Je me souviens également m'être senti apaisé. Par sa présence, sa tranquilité et surtout, cette harmonie dans sa personne. Mais bon, ce n'était pas le moment de rester béat devant sa beauté. Je me suis rapidement relevé, conscient du silence gênant qui s'installait entre nous deux, et je lui ai demandé. Pas son nom, bien sûr : je lui ai demandé si elle voulait rester avec moi. Elle m'a regardé timidement et son sourire innocent s'est étalé de chaque côté de son visage.
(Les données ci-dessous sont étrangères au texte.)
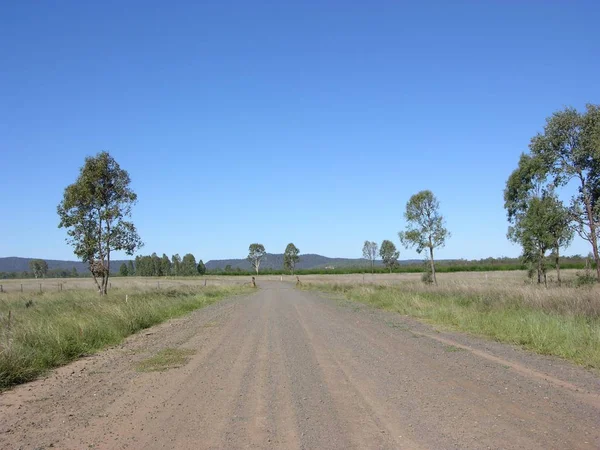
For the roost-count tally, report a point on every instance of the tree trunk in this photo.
(557, 266)
(540, 268)
(95, 278)
(432, 265)
(592, 226)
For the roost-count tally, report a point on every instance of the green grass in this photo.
(58, 327)
(533, 318)
(166, 359)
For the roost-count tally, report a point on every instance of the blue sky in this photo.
(275, 122)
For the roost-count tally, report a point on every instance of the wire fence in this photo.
(69, 284)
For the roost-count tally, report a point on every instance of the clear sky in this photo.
(310, 122)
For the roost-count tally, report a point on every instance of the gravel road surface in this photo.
(290, 369)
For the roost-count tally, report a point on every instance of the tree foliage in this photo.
(256, 253)
(568, 151)
(389, 255)
(176, 264)
(38, 267)
(94, 210)
(291, 257)
(188, 265)
(370, 252)
(425, 226)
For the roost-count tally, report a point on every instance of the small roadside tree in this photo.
(291, 257)
(569, 150)
(176, 264)
(165, 265)
(94, 210)
(256, 253)
(425, 228)
(370, 253)
(188, 265)
(538, 220)
(38, 267)
(389, 255)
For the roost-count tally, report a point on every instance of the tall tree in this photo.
(538, 220)
(425, 227)
(165, 265)
(370, 253)
(569, 150)
(176, 264)
(156, 266)
(188, 265)
(38, 267)
(94, 210)
(389, 255)
(291, 257)
(256, 253)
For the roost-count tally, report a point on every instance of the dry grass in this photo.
(561, 321)
(39, 331)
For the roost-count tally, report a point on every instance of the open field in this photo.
(561, 321)
(39, 331)
(514, 278)
(284, 368)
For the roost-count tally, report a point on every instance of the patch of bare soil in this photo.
(289, 369)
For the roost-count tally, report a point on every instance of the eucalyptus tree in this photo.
(94, 210)
(370, 253)
(389, 255)
(256, 253)
(201, 268)
(539, 222)
(188, 265)
(425, 227)
(38, 267)
(569, 152)
(291, 257)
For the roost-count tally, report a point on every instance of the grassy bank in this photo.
(45, 330)
(563, 322)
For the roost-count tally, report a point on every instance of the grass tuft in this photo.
(563, 322)
(55, 328)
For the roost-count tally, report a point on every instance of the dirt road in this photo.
(287, 369)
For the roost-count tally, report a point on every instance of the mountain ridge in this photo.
(271, 261)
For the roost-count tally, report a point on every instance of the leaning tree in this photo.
(425, 226)
(568, 152)
(256, 253)
(291, 257)
(94, 210)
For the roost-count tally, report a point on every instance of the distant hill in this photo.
(272, 261)
(16, 264)
(307, 261)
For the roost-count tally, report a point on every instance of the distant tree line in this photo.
(157, 266)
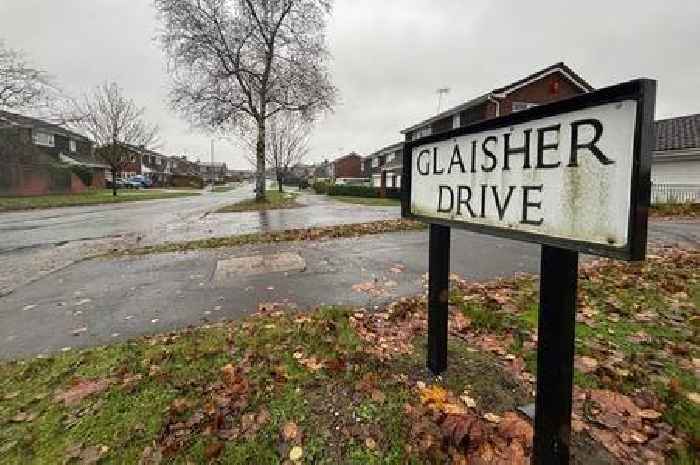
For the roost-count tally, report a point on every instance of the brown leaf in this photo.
(213, 450)
(378, 396)
(151, 456)
(457, 428)
(586, 364)
(290, 431)
(80, 389)
(514, 428)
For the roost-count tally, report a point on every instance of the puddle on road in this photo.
(256, 265)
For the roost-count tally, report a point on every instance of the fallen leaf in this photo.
(378, 396)
(213, 450)
(693, 397)
(80, 389)
(296, 453)
(586, 364)
(151, 456)
(290, 431)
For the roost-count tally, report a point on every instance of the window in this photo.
(424, 132)
(520, 106)
(43, 138)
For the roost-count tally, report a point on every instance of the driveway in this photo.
(100, 301)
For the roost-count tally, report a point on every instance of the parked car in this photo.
(119, 182)
(142, 181)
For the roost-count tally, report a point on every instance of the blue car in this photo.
(139, 182)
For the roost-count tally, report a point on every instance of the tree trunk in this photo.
(260, 158)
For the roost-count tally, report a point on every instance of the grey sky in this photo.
(390, 56)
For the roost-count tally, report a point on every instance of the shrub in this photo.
(353, 191)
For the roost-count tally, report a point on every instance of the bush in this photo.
(353, 191)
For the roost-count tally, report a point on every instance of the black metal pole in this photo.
(438, 296)
(555, 356)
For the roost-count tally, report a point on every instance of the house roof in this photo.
(680, 133)
(349, 155)
(78, 159)
(502, 91)
(13, 119)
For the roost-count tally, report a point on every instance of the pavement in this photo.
(98, 301)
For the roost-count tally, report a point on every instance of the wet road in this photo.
(100, 301)
(40, 242)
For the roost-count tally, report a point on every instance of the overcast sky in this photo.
(389, 57)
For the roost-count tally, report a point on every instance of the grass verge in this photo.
(309, 234)
(274, 200)
(673, 210)
(97, 197)
(370, 201)
(226, 188)
(343, 386)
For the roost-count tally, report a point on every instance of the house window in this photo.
(424, 132)
(520, 106)
(42, 138)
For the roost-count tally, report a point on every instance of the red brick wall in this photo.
(549, 89)
(348, 167)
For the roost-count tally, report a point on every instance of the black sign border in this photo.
(643, 91)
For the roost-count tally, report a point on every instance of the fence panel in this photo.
(675, 193)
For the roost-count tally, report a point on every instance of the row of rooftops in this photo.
(672, 134)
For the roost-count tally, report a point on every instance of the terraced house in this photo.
(384, 167)
(38, 157)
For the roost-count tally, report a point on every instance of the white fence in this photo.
(675, 193)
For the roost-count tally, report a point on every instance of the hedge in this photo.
(363, 191)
Et puis elle a hoché la tête, et nous avons regardé le soleil se levait tranquillement dans le ciel au-dessus de nos têtes. On est resté comme ça longtemps, aussi longtemps qu'on le pouvait. Jusqu'à ce que cela fasse trop longtemps ; je décidais alors de mettre fin à cette rencontre.
***
Avez-vous déjà essayer de retirer les pétales d'une fleur une à une ? Auqel cas, vous devriez savoir que les fleurs ne crient pas, ne pleurent pas, ne disent rien et vous laissent faire. Et pourtant, je suis sûre qu'elles souffrent, elles aussi.
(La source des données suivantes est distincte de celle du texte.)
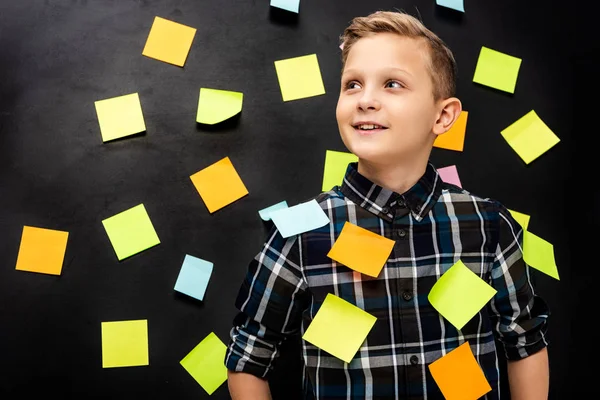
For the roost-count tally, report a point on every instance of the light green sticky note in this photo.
(131, 231)
(459, 294)
(206, 363)
(299, 77)
(539, 254)
(216, 106)
(336, 163)
(530, 137)
(339, 328)
(497, 70)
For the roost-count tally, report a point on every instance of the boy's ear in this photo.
(450, 109)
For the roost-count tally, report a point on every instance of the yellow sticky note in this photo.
(459, 376)
(497, 70)
(361, 249)
(530, 137)
(216, 106)
(206, 363)
(454, 139)
(131, 231)
(459, 294)
(120, 116)
(339, 328)
(125, 343)
(539, 254)
(169, 41)
(219, 185)
(42, 250)
(336, 163)
(299, 77)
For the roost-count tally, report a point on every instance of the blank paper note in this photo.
(120, 116)
(299, 77)
(206, 363)
(169, 41)
(339, 328)
(131, 232)
(125, 343)
(530, 137)
(42, 250)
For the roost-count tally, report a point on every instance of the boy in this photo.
(397, 95)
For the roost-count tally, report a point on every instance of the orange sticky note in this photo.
(219, 184)
(361, 249)
(459, 376)
(42, 250)
(454, 139)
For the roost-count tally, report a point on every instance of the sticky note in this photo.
(459, 294)
(131, 231)
(336, 163)
(539, 254)
(206, 363)
(124, 343)
(120, 116)
(454, 139)
(497, 70)
(449, 174)
(300, 218)
(169, 41)
(299, 77)
(339, 328)
(459, 376)
(265, 213)
(219, 184)
(216, 106)
(193, 277)
(530, 137)
(42, 250)
(360, 249)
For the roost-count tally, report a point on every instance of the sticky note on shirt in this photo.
(169, 41)
(205, 363)
(120, 116)
(299, 77)
(459, 294)
(300, 218)
(459, 376)
(362, 250)
(530, 137)
(497, 70)
(339, 328)
(42, 250)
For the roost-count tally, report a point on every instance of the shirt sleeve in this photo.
(519, 314)
(270, 301)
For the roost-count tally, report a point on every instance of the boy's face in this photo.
(386, 110)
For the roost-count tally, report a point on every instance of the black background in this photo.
(58, 57)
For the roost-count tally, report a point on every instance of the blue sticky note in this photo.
(300, 218)
(289, 5)
(457, 5)
(265, 213)
(193, 277)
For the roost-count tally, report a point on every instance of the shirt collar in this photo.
(387, 204)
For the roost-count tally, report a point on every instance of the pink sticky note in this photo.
(450, 175)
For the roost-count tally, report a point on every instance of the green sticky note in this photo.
(131, 231)
(216, 106)
(459, 294)
(497, 70)
(336, 163)
(339, 328)
(206, 363)
(539, 254)
(530, 137)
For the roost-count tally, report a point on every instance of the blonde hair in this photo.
(442, 65)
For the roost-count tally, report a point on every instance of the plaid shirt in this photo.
(434, 224)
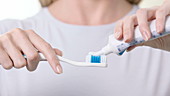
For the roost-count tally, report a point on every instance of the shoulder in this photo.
(29, 23)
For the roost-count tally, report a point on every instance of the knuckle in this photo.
(19, 63)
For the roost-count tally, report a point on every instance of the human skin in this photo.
(125, 28)
(16, 42)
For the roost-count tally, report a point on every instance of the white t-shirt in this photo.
(142, 72)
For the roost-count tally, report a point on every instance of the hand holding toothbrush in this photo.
(17, 42)
(125, 28)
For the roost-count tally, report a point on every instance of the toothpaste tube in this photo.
(119, 46)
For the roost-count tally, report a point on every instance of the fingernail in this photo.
(59, 69)
(116, 35)
(159, 29)
(145, 36)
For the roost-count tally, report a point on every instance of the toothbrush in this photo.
(118, 46)
(91, 61)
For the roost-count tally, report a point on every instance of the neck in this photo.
(89, 12)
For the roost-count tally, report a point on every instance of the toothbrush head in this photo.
(96, 59)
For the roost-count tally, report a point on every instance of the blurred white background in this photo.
(20, 9)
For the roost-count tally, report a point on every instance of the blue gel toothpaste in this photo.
(118, 46)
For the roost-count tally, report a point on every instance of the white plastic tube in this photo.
(118, 46)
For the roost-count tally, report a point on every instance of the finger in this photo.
(46, 50)
(118, 31)
(128, 28)
(142, 17)
(29, 50)
(131, 48)
(13, 52)
(160, 19)
(58, 52)
(5, 60)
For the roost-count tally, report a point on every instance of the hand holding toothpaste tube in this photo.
(124, 29)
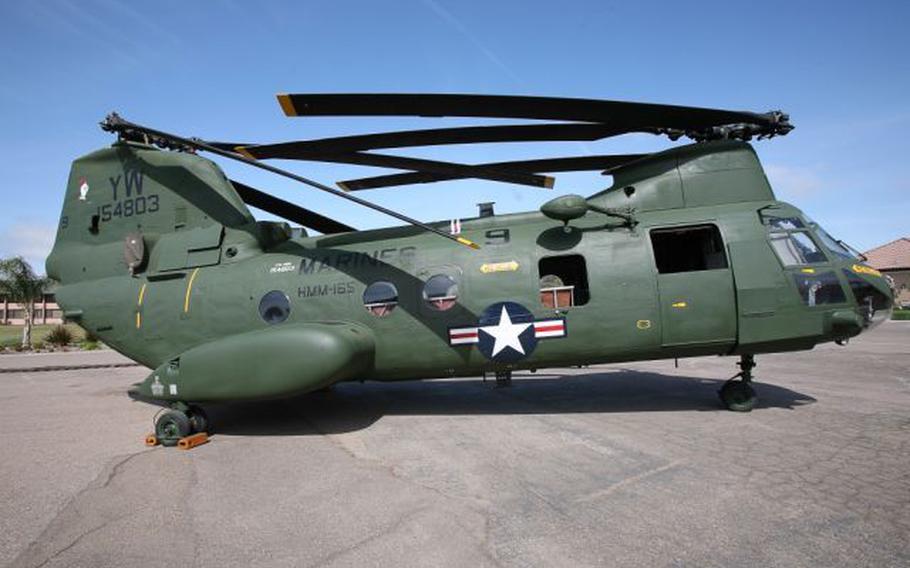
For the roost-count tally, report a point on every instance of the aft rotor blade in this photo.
(572, 164)
(419, 164)
(114, 123)
(289, 211)
(431, 137)
(613, 113)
C'est bizarre. C'est étrange et bizarre. Les fleurs ne peuvent pas crier, pas vrai ? Elles ne peuvent pas vous supplier de les laisser partir et d'arrêter le massacre, n'est-ce pas ? Mais est-ce qu'elles peuvent également saigner et perdre la vie ? Je veux dire, trouver la mort. Bah, c'est la même chose, non ?
C'est ce que je me suis dit quand j'ai quitté la clairière. À ce moment-là, le soleil colorait de son éclat divin l'herbe en rouge, maculé par les pétales de marguerite. Les pétales étaient blanches, et l'herbe rouge et du coup les cheveux aussi. C'est bizarre et étrange une fleur. Enfin, surtout les marguerites, parce que je n'ai pas encore essayé avec les autres. Il me tarde déjà, me disais-je en souriant paisiblement.